Vamos lá fazer o sumário

Pois é, tal como na Escola depois da matéria dada é tempo de fazer o sumário, e como diz a canção “Meu querido mês de Agosto”
Ele foi uma almoçarada no Manuel Vina, para comemorar os anos da Beta, um Encontro na Lareira para celebrar os 90 anos do “Meu Primeiro Sargento”, uma tradicional sardinhada que se faz há várias décadas e uma volta pelo Algarve que acabou com uma almoçarada em casa de gente boa.
São estas pequenas coisas que fazem bem à alma e sentir como é bom ter amigos com quem partilhar a vida.      





domingo, 7 de abril de 2019

Uma volta na Covilhã

Abril é mês de encontros do “MFA” e assim a minha “Pandilha” marcou presença na Covilhã.
Com o decorrer dos anos já teci vários comentários sobre este grupo fabuloso, mas nunca é demais frisar que não há malta como esta.
Este ano o grupo teve algumas ausências, mas por vezes a vida tem circunstâncias que não permitem a reunião de toda a gente, mas mesmo não estando presentes fisicamente estão em espírito.
Este ano a chuva e a neve também resolveram aparecer, mas como dizíamos há 45 anos, chuva civil não molha militar. Em agosto voltamos à carga e desta vez em Caldas da Rainha, para comemorar os 90 anos do “Meu Primeiro”.
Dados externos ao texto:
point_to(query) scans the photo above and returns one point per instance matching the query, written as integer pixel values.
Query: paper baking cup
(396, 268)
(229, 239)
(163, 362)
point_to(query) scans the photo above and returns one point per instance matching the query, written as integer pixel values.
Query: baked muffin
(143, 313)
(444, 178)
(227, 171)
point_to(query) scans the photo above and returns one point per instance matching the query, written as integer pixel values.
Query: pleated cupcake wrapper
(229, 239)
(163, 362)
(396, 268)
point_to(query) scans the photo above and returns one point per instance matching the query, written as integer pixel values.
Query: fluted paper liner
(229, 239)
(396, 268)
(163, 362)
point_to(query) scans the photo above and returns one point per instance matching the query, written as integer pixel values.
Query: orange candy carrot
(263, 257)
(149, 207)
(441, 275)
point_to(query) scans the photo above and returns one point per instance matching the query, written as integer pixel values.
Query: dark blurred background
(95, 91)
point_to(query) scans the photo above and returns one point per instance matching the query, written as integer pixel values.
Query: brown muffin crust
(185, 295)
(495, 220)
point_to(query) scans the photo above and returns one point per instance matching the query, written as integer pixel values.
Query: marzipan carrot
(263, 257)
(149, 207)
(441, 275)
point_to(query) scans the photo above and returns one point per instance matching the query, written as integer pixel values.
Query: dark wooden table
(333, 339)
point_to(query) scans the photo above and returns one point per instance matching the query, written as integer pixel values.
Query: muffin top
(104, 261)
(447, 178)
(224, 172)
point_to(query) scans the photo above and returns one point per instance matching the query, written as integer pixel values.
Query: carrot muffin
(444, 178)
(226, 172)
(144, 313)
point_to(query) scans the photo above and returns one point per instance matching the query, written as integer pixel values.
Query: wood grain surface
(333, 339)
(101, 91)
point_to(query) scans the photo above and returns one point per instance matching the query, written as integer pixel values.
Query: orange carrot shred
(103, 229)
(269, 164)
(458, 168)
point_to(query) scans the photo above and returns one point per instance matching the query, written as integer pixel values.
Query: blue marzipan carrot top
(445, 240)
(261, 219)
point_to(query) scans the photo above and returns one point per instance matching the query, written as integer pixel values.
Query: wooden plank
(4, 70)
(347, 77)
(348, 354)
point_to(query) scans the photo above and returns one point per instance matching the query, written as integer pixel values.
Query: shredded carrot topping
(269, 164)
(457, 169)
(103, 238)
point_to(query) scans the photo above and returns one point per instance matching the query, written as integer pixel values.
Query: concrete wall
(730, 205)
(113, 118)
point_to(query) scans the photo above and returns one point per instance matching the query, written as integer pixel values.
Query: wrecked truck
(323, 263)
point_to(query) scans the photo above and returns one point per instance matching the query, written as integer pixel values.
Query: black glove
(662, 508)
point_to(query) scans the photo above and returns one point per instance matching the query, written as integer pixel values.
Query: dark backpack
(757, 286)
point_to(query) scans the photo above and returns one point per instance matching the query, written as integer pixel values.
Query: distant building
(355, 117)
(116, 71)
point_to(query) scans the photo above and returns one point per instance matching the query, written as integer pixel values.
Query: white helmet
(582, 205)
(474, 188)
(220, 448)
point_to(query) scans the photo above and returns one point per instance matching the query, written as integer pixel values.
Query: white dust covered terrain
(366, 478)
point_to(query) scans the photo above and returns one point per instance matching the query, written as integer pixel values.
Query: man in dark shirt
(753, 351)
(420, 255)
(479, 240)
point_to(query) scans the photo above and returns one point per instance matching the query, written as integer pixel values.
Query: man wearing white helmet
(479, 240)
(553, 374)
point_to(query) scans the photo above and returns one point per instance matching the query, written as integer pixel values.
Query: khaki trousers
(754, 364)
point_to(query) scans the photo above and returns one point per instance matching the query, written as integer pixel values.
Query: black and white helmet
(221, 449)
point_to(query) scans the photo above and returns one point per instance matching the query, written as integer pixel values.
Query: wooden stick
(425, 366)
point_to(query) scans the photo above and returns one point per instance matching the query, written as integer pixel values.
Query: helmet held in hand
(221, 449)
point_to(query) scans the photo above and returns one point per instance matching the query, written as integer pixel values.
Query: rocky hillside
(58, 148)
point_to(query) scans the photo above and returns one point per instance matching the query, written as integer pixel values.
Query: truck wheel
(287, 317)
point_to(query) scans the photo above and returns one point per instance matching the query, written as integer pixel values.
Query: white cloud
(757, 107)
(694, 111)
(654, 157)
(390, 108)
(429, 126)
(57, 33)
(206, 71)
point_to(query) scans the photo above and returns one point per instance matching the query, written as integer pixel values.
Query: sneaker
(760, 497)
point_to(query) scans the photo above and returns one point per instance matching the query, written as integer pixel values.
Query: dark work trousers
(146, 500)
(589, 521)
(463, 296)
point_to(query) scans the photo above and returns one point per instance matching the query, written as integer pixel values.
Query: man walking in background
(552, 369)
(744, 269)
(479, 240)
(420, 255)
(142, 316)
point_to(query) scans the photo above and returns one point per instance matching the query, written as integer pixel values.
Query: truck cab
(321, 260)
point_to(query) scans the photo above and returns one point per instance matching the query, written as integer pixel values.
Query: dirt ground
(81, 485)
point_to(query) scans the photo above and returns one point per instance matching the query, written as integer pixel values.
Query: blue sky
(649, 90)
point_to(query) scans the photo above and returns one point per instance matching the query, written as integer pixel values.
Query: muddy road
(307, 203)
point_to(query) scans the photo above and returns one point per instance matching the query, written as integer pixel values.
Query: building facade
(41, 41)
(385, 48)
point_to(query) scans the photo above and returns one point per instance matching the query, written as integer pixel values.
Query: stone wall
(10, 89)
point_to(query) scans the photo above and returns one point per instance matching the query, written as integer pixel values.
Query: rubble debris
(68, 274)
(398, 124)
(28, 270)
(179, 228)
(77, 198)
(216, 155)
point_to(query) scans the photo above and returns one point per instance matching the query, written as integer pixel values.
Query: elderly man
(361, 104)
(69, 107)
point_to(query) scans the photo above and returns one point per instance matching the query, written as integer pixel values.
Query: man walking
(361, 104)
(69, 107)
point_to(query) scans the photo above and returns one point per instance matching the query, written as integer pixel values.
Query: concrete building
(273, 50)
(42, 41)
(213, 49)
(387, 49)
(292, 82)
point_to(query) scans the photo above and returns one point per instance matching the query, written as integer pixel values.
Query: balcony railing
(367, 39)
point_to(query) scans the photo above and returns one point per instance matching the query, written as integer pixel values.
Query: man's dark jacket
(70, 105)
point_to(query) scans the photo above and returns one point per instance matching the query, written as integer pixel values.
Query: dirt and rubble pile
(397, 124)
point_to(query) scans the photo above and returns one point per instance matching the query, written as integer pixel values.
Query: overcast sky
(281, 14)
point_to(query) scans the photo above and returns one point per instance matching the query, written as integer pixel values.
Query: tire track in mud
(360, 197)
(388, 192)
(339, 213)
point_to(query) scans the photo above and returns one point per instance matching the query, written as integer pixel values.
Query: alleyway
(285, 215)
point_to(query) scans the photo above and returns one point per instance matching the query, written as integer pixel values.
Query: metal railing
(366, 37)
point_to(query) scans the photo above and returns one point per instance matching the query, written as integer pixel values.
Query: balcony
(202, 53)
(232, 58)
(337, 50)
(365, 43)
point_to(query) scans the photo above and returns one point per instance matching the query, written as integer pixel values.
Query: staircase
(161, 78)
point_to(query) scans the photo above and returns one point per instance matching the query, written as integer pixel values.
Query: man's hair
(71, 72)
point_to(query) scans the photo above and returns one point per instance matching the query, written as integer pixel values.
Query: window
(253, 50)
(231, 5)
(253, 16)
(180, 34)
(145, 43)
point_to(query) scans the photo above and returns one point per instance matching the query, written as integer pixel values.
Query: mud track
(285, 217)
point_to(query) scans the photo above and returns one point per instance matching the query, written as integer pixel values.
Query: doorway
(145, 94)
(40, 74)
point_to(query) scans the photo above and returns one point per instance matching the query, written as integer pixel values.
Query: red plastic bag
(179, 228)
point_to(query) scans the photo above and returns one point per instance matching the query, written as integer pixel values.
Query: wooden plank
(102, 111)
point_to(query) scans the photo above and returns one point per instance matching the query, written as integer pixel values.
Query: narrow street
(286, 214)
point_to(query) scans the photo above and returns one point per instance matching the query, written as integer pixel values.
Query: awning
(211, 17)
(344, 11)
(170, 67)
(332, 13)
sexta-feira, 23 de novembro de 2018

Os meus amigos na Gala Empresarial da ACCCRO

Este Encontro, transformado em Gala Empresarial desde 2013, além da pompa do nome é um pretexto para estar com os amigos e assim aconteceu, no meu último ano na direcção da ACCCRO, convidei estes amigos para partilharem comigo este momento que assinala também os 116 anos desta Associação. que teve na sua origem Rafael Bordalo Pinheiro, uma figura incontornável na história da cidade.
Esta foi a mesa Saurimo, para a maioria dos meus amigos o nome não diz nada para nós teve um significado especial.
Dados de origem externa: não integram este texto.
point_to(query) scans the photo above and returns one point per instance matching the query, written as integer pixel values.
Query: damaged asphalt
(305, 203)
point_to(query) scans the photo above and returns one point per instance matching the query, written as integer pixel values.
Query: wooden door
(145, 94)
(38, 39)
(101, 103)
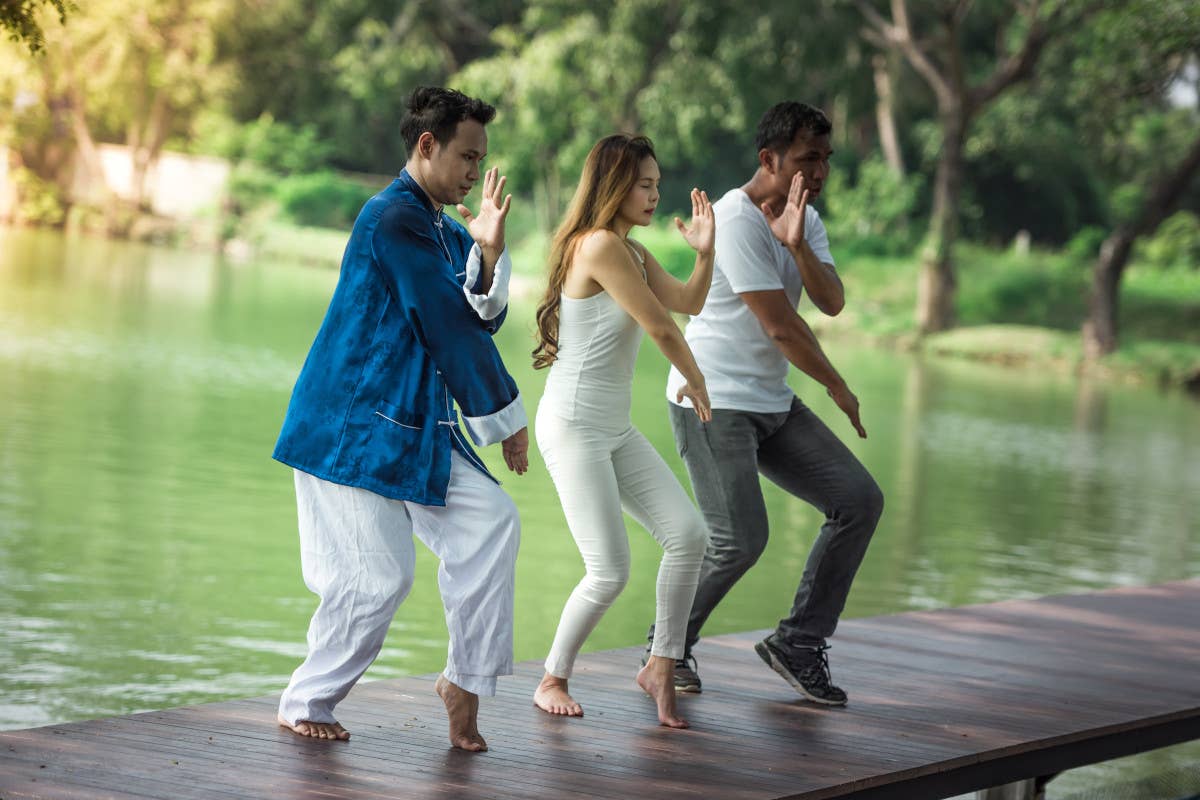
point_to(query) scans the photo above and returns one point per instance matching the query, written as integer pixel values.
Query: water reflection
(148, 553)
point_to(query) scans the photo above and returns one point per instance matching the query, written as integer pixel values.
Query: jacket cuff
(490, 305)
(496, 427)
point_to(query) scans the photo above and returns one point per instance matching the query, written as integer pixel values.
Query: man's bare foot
(657, 679)
(317, 729)
(551, 697)
(462, 708)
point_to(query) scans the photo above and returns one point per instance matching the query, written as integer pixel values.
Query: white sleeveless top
(592, 379)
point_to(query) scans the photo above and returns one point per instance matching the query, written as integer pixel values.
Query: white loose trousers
(358, 555)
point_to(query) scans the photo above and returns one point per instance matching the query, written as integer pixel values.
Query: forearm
(695, 290)
(820, 280)
(799, 346)
(675, 347)
(487, 262)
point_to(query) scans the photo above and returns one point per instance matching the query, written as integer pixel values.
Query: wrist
(491, 253)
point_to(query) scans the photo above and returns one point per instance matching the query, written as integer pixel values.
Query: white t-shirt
(743, 368)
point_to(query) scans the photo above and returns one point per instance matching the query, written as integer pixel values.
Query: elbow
(663, 331)
(781, 334)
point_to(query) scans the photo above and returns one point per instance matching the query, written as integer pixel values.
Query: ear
(767, 160)
(425, 144)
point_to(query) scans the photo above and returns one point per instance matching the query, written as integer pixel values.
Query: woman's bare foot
(551, 697)
(317, 729)
(462, 708)
(657, 679)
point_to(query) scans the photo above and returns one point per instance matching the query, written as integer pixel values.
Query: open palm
(487, 227)
(701, 234)
(789, 226)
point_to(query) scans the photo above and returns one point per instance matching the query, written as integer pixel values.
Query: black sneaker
(687, 678)
(805, 668)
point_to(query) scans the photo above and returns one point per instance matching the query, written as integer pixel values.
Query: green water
(148, 548)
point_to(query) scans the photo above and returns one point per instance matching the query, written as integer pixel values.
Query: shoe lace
(820, 667)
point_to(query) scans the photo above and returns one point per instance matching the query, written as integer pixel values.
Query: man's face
(808, 155)
(453, 168)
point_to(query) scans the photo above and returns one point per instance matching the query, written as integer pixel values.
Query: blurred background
(1013, 208)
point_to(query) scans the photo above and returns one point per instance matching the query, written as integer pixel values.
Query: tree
(1146, 137)
(21, 19)
(942, 46)
(569, 78)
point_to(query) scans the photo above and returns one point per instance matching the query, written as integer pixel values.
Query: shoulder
(599, 245)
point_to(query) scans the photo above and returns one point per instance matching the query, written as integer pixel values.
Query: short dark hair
(783, 121)
(439, 110)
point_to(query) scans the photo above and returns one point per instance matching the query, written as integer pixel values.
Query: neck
(759, 188)
(414, 172)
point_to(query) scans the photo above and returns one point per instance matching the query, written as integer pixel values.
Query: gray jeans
(796, 451)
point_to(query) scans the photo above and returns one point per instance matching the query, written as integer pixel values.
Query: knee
(865, 504)
(604, 588)
(741, 549)
(690, 540)
(871, 500)
(508, 524)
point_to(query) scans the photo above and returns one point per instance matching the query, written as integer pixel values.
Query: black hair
(439, 110)
(783, 121)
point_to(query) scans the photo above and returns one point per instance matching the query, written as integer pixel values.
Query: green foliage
(277, 146)
(1085, 245)
(21, 18)
(40, 202)
(322, 199)
(1037, 289)
(1176, 244)
(874, 215)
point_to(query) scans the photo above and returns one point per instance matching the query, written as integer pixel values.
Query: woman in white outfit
(604, 292)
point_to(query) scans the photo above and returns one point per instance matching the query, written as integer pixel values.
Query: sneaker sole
(768, 655)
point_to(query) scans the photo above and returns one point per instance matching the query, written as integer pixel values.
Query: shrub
(322, 199)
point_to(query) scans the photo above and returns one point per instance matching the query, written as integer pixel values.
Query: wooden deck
(941, 703)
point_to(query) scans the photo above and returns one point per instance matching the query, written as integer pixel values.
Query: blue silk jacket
(406, 336)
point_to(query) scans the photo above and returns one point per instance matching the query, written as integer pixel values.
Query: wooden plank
(941, 703)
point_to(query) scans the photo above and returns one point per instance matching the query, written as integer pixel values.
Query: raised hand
(487, 228)
(701, 234)
(789, 226)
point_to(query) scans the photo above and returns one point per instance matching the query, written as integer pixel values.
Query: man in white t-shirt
(771, 247)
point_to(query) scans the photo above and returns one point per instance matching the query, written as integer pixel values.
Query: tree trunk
(1101, 329)
(937, 284)
(145, 149)
(885, 115)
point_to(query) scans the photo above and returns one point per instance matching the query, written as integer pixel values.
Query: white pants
(597, 475)
(358, 555)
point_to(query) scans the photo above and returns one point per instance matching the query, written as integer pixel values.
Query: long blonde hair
(609, 174)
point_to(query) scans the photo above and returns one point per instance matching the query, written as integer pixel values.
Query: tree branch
(898, 36)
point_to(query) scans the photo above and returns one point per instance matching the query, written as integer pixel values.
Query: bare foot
(317, 729)
(657, 679)
(462, 708)
(551, 697)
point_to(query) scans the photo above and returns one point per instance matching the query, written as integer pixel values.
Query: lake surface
(148, 547)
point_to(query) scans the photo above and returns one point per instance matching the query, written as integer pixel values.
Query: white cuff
(496, 427)
(489, 306)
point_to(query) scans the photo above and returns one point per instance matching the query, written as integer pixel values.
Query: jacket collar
(409, 182)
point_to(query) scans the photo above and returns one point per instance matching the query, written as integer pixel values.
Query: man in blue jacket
(375, 440)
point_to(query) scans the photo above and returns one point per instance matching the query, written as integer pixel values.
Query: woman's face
(639, 205)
domingo, 12 de agosto de 2018

Encontro em Tancos

Não há um grupo de Amigos como este. No Sábado passado cumpriu-se mais um encontro da “Pandilha”, Tancos, à beira do Tejo, foi o cenário para mais uma almoçarada dos “Furrieis da CCS”, e não só, e a coisa promete continuar. Já ficou agendado para a Covilhã a próxima reunião de trabalho, lá mais por altura da Páscoa.

segunda-feira, 23 de abril de 2018

Reunião do “MFA”


Já escrevi por várias vezes que os amigos não têm prazo de validade, e estas reuniões de “trabalho” são a prova disso mesmo.

Este grupo dos ”Furrieis” passou pelo Leste de Angola há 43 anos, foi uma experiência de vida única.

Num período histórico do nosso País, nós não fomos figurantes, fomos actores de verdade e esta é também uma forma de comemorar o 25 de Abril, mas fundamentalmente de comemorar a amizade.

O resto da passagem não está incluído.